MIAMI, FL -- December 10, 1999 -- The international law firm Greenberg Traurig today announced it has reached an agreement in principle to merge with the Atlanta-based business law firm of Minkin & Snyder. The merger will enable Greenberg Traurig to offer the complete spectrum of legal services to the business community in the region and is expected to be completed by Dec. 31, 1999.
The Atlanta office of Greenberg Traurig will expand to more than 40 attorneys and will serve the corporate and securities; trust, tax and estate planning; litigation; media and technology; commercial real estate; and entertainment law needs of its clients. Greenberg Traurig entered the Atlanta market in July 1998 when it merged with the entertainment boutique firm of Katz, Smith & Cohen.
"This is an exciting opportunity for Greenberg Traurig," said Cesar Alvarez, president and CEO of the firm. "We’re fortunate to have found a group of extremely talented attorneys that closely matches our culture and shares our entrepreneurial spirit. By creating synergies with the practice areas at Minkin & Snyder, we can expand the scope of services we offer to our regional clients and continue to develop our national and international practices."
Joel Katz, managing shareholder of the Atlanta office, added, "I’ve been impressed with the reputation and culture of Minkin & Snyder for many years and look forward to working closely with its attorneys. This merger will allow us to offer local representation for the burgeoning needs of our entertainment practice clients while enhancing the core competencies of Greenberg Traurig firm-wide."

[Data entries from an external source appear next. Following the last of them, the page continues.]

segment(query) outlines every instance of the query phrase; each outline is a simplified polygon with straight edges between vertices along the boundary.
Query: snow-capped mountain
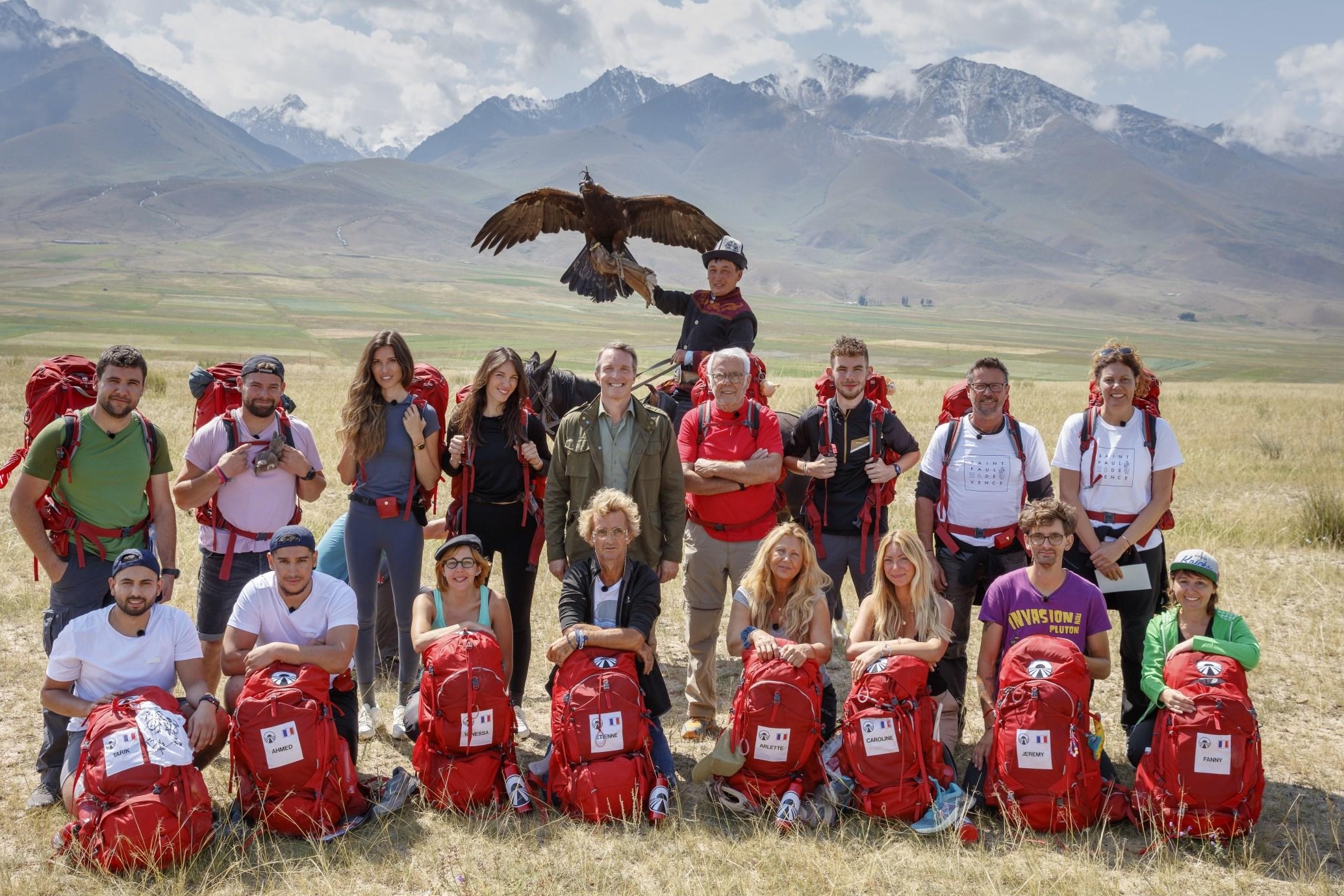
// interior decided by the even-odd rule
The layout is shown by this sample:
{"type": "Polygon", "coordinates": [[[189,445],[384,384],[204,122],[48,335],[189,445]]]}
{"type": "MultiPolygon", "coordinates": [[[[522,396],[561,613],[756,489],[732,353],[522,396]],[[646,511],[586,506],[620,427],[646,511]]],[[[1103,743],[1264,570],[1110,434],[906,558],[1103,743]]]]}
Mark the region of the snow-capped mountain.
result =
{"type": "Polygon", "coordinates": [[[583,90],[558,99],[491,97],[458,121],[430,136],[407,156],[430,163],[454,150],[478,150],[499,138],[577,130],[644,105],[667,93],[671,85],[624,66],[602,73],[583,90]]]}
{"type": "Polygon", "coordinates": [[[302,122],[305,103],[297,94],[289,94],[278,103],[258,109],[239,109],[228,116],[234,122],[257,140],[278,146],[304,161],[353,161],[363,159],[355,146],[339,137],[329,137],[316,128],[302,122]]]}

"We have been approached by several law firms to discuss mergers in the last year," said David Minkin, managing partner of Minkin & Snyder. "The entrepreneurial spirit shared by the attorneys at Greenberg Traurig, as well as the firm’s national platform, makes this an ideal fit. In addition, the ability to work directly with Joel Katz and his outstanding team makes this a truly unique opportunity. The synergies are tremendous."